So who was he? In The Life of Barquentine, a “Great Thorians” series pamphlet containing all the nice bits—including some made up stuff to patch over the wounds where great chunks of controversial detail has been cut out—of his life’s story, we are told that he was born in 1508, and was a child prodigy, selected for a career in the Cathedra Magna at the tender age of six years. But a document containing what purport to be the last entries in Barquentine’s journal prior to his disappearance tell us otherwise. He was an illegitimate child, sent away for fear of scandal to live with the Quithians, a working class family of farmers, only returning to Arch Thorian to be at his biological father’s side when he was twelve years old. Iridius was presented to society as the adopted son of Victor Barquentine, who had rescued him from poverty, a gracious and well-received showing of philanthropy. Despite the confusion the young Iridius faced, he accepted his position, never seeing the Quithians again, and attending throughout his teenage years the academies at Arch Thorian, where he received a fine education, preparing him for ascendancy to the Hierarchy. However, he left the Church so that he could marry Floella Agon, which he did, and sought a career in politics.
The Life of Barquentine, if we take Yulud’s histories to be accurate, which in broad strokes it is, has to dance around the Reformation and the Council of Aspects. The former is ignored completely, the latter is transposed to seventeen Hierarchs “observ’d speaking Blasphemies”. In this way, it actually makes quite a weak case for Barquentine’s notability. In a theocratic state the prosecution of blasphemers is par for the course, and in the kind-of-but-not-quite-Mediaeval-ish setting it would have been a matter of routine for someone in Barquentine’s position to sentence them to execution or tortures, most likely to undergo the latter until the former has been achieved. Barquentine’s real significance in this period is in leading the way for the restoration of a broken empire by destroying the ones who broke it; if Thoria’s situation at that time is now shrouded in fiction, then the hero himself is rendered lesser. On a personal level, however, it was a resurgence of a bloodlust that had been brought out in him when, in his teenage years, an insult was thrown his way by a fellow student. He had bloodied the student’s face and been imprisoned in solitary confinement for a week as punishment. The resurgence was far worse. As Radolphus Lantulla tells us, writing from Barquentine’s dictation, in the Record of the Shiedaric Trials, Part I, Barquentine ordered the brutal torture, execution, and dehumanisation of the Council of Aspects. (For an example of dehumanisation, at least two convicts were to be eaten, either alive or after death, by animals, and the dung of those animals to be burned, in effect denying the elevated status of humanity in Eadratic doctrine.)

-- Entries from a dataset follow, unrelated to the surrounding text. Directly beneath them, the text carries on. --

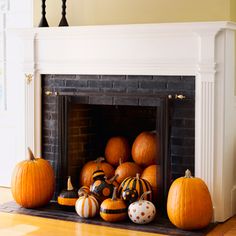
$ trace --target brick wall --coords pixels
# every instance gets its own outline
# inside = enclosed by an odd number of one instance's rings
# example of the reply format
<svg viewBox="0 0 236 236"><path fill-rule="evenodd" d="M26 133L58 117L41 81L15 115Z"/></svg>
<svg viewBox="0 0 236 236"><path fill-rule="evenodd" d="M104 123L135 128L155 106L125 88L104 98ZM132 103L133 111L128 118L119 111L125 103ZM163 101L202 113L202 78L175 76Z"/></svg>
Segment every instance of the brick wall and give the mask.
<svg viewBox="0 0 236 236"><path fill-rule="evenodd" d="M195 78L193 76L45 75L42 79L42 89L43 91L79 92L81 96L77 97L78 102L96 105L154 107L157 105L155 95L176 93L186 95L189 99L176 100L171 105L172 177L183 175L186 168L194 172ZM86 93L90 95L86 96ZM61 178L57 163L59 155L57 105L57 97L43 96L42 148L44 158L52 163L57 178ZM78 109L83 110L81 106ZM77 118L72 115L69 119ZM74 132L72 130L69 132ZM72 143L77 143L76 137L72 139ZM75 149L79 148L81 147L75 147ZM76 156L71 153L72 159L76 158L74 155Z"/></svg>

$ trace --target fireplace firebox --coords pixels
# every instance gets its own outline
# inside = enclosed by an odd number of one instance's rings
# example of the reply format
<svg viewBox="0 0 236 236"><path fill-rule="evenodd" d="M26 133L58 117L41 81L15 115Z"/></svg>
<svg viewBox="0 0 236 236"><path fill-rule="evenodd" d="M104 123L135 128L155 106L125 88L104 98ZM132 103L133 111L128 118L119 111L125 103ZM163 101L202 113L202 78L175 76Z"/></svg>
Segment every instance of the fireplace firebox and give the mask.
<svg viewBox="0 0 236 236"><path fill-rule="evenodd" d="M171 182L194 172L194 76L44 75L42 90L42 154L56 173L54 199L68 175L80 187L82 166L104 156L112 136L132 146L142 131L159 134L163 209Z"/></svg>

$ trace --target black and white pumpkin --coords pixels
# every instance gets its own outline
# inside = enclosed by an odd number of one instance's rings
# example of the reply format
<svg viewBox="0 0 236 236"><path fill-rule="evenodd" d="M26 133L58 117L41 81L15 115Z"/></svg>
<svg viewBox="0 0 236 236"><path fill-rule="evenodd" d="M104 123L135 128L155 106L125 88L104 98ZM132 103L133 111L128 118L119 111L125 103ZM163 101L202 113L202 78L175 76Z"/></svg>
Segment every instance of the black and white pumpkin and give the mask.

The Journal of Iridius Barquentine does not acknowledge the political situation in Thoria either, but expresses regret for the punishments he devised in the Trials. The author appears to be describing a state of mental breakdown, possibly of schizophrenia. Perhaps driven to despair by his violence, he becomes reflexively attached to a voice that only he can hear. It is implied near the end of the journal that he has discovered this voice through “books”. Throughout the journal “books” seems to mean other journals, which he “speaks to”, in the sense of writing in them. It’s possible that he is writing his journals in books possessed of corrupted magical energies (and the implications of that would be huge), or, more likely, that he uses “books” interchangeably to mean journals and Dark Books. As someone of high standing in the Thorian government, and as a former student of the Cathedra Magna, who left in excellent standing, he would undoubtedly have had access to Dark Books, many high quality examples of which exist in the Secret Library of the Cathedra Magna. Whatever the case, Barquentine leaves for Eenwyck under cover of night.

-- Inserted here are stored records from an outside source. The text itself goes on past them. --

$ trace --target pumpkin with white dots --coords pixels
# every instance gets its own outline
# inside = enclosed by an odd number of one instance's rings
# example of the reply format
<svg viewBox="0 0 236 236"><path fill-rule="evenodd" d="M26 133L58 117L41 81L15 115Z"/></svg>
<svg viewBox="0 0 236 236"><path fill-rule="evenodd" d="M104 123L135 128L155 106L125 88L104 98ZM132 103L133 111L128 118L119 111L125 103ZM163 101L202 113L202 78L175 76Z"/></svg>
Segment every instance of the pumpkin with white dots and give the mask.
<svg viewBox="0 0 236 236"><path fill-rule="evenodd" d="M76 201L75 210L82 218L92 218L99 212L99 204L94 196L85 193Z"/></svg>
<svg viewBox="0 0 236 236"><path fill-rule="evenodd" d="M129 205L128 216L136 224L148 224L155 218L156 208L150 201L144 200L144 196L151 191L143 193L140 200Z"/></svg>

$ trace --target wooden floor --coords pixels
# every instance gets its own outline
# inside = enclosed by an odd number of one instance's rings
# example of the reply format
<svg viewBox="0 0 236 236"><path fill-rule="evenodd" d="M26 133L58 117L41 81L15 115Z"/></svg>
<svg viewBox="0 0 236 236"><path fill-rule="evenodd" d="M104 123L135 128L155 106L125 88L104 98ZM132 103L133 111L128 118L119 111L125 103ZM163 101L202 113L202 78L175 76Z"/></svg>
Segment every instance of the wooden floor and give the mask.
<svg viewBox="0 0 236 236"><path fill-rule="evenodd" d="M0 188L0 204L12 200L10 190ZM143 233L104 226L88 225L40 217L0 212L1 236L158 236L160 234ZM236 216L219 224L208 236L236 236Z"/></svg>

The player, in travelling from Arch Thorian to Eenwyck, will note that, far from taking Barquentine’s recorded ten days, it takes probably the better part of ten minutes on foot (I’m guessing). Obviously, a world in which it takes ten days to walk from one city to another would be insanely time consuming to construct and and populate. But the dramatic weight of the character of Barquentine walking for ten days, presumably without food or sleep, drawn on by the voice, is extremely useful in conveying the consumptive power of his sudden obsession. Is it madness, or is Arch Sapherion actually reaching out to him? When the player arrives at the final sequence of the main quest, a huge twelve-level dungeon crawling with tough mobs and tougher bosses, the answer to that question begins to unfold. Scattered throughout the levels, a sequence of fragments, which seem to pick up where the Journal left off, tell the story of a wanderer’s descent into the abyss, where either he falls victim to madness or ascends to godhood. The Dungeon Fragments, comprised of seventeen (and don’t go reading too much into that—whatever the “divine mathematics” of the Numeris may be, I certainly didn’t plan nothin’ ’round no number seventeen) short pieces in total—a theoretical eighteenth could be thought of either as a blank page or even nothing at all, if that weren’t a far too on-the-nose reference to the “remove the page” mantra (or maybe it could be a Samuel Beckett reference?)—were an attempt to do character development, which I think is the main thing that had been missing up until that point from the in-game literature, and do it entirely from the character in question’s perspective.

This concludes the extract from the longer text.